Readings available in German and in English. Course conducted in English.
Prereq: Grad standing, or permission of instructor.
German 8500 • Doctoral Colloquium
Byram| 1 credit unit | ARR | Spring Semester 2025
Regular student-driven discussions of ongoing dissertations, current topics in the professional field, and new research approaches to Germanic Studies.
Prereq: Successful completion of Ph.D. candidacy exams or permission from Director of Graduate Studies and instructor. Repeatable to a maximum of 9 cr hrs. This course is graded S/U. Admis Cond course.
German 8600 • Video-Mediated Interactions in L2 Learning and Research - Seminar in Linguistics and Applied Linguistics
Taleghani-Nikazm | 3 credit units | Wednesdays 2:20 -5:05 | Spring Semester 2025
This course will count towards the GIS in Second Language Studies.
Video-Mediated Interactions (VMI) provide dynamic and engaging environments for intercultural exchange, language learning and practice, and the development of interactional competence. In this seminar, we explore the growing body of research on VMI in the context of second language and multilingual settings, that has helped us understand their unique affordances and challenges, for example, managing turn-taking, resolving conversational overlaps, managing topics, the role of non-verbal conduct, and use of translation tools.
The seminar is structured into two parts:
In the first part, we will explore the theoretical frameworks and methodologies underpinning VMI research, including conversation analysis, interactional linguistics, and other qualitative approaches. We will particularly examine empirical studies that focus on the relationship between linguistic development and interactional practices and cultural understanding, conversational dynamics, and meaningful interaction. Additionally, we will discuss data collection and models for transcription.
The second part shifts focus to the practical implications and contributions of VMI L2 research.

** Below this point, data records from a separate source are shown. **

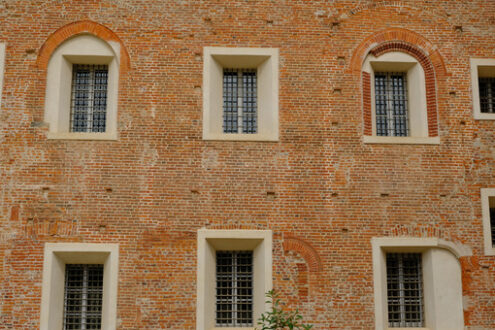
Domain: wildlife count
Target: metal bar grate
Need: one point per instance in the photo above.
(487, 95)
(89, 98)
(234, 288)
(240, 108)
(391, 104)
(83, 296)
(492, 224)
(405, 290)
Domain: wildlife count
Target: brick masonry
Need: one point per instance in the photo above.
(322, 191)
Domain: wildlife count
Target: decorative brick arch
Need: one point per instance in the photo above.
(413, 44)
(73, 29)
(305, 250)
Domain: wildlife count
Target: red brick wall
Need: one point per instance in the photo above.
(322, 191)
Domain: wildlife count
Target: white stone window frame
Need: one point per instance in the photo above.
(56, 256)
(2, 69)
(487, 200)
(416, 96)
(209, 241)
(442, 282)
(265, 60)
(80, 49)
(480, 67)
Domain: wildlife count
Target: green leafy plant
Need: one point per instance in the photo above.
(277, 318)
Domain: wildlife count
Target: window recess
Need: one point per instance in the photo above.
(89, 98)
(391, 104)
(487, 94)
(405, 290)
(83, 296)
(240, 101)
(234, 287)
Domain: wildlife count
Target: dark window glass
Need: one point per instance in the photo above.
(234, 288)
(83, 296)
(240, 109)
(89, 98)
(391, 104)
(405, 290)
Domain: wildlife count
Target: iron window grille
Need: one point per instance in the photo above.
(391, 104)
(89, 98)
(240, 101)
(83, 296)
(487, 95)
(492, 224)
(234, 288)
(405, 290)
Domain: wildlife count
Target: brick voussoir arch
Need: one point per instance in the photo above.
(405, 41)
(76, 28)
(305, 250)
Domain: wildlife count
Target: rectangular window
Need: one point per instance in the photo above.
(234, 288)
(492, 224)
(240, 101)
(391, 104)
(83, 296)
(89, 98)
(487, 95)
(405, 290)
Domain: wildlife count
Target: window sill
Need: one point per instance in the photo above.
(235, 328)
(81, 136)
(400, 140)
(484, 116)
(408, 328)
(241, 137)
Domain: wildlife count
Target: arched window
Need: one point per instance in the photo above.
(82, 89)
(417, 283)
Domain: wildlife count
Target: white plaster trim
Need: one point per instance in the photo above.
(55, 257)
(475, 64)
(209, 240)
(486, 193)
(82, 136)
(2, 69)
(433, 300)
(265, 60)
(81, 49)
(400, 140)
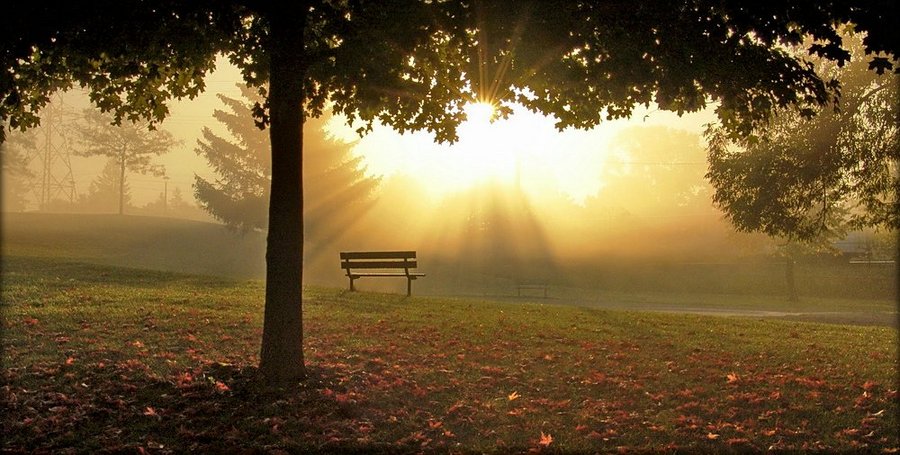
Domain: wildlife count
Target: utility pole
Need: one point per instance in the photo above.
(165, 193)
(55, 180)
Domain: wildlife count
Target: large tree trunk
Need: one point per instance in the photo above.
(281, 357)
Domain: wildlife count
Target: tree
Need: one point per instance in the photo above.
(131, 145)
(414, 64)
(107, 192)
(809, 179)
(336, 191)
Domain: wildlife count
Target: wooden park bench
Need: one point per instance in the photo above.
(381, 264)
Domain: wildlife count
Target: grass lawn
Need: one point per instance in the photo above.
(98, 358)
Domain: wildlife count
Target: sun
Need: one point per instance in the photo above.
(480, 113)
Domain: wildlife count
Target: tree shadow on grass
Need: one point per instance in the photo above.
(216, 409)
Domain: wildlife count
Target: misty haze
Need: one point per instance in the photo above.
(572, 248)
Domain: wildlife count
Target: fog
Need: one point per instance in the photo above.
(649, 222)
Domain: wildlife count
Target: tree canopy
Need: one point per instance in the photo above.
(413, 65)
(812, 179)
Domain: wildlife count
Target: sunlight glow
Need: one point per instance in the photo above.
(524, 153)
(479, 113)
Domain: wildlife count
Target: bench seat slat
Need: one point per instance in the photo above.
(398, 274)
(381, 264)
(378, 255)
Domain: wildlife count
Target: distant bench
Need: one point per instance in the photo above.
(537, 287)
(381, 264)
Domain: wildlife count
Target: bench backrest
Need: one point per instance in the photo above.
(379, 260)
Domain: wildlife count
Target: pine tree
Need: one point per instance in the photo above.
(132, 144)
(107, 192)
(336, 189)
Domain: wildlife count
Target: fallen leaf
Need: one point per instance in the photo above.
(546, 439)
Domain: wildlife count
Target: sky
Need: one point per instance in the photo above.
(525, 148)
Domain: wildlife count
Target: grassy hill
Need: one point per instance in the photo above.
(101, 358)
(167, 244)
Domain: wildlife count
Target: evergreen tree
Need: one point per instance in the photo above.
(107, 192)
(131, 145)
(336, 189)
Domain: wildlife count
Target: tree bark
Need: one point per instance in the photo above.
(281, 356)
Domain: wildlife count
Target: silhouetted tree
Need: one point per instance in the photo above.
(131, 145)
(336, 190)
(413, 65)
(809, 181)
(107, 192)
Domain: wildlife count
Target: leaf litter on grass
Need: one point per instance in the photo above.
(164, 370)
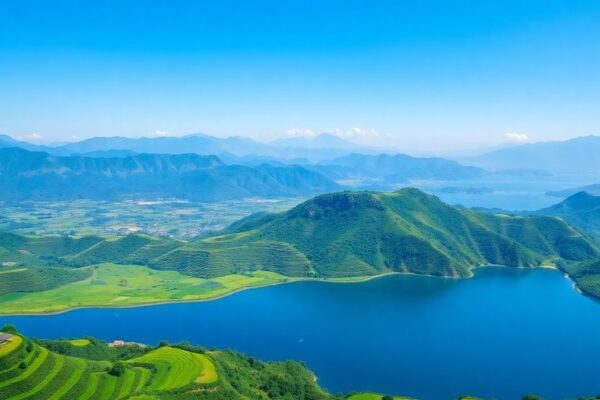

We will examine models of VMI used in L2 programs and discuss their pedagogical goals including supportive instructional materials and task design.
Students in this seminar will have the option to write a research proposal/protocol or develop an instructional module that includes L2 learners VMI.
For questions email me @ taleghani-nikazm.1@osu.edu
Prereq: Grad standing, or permission of instructor.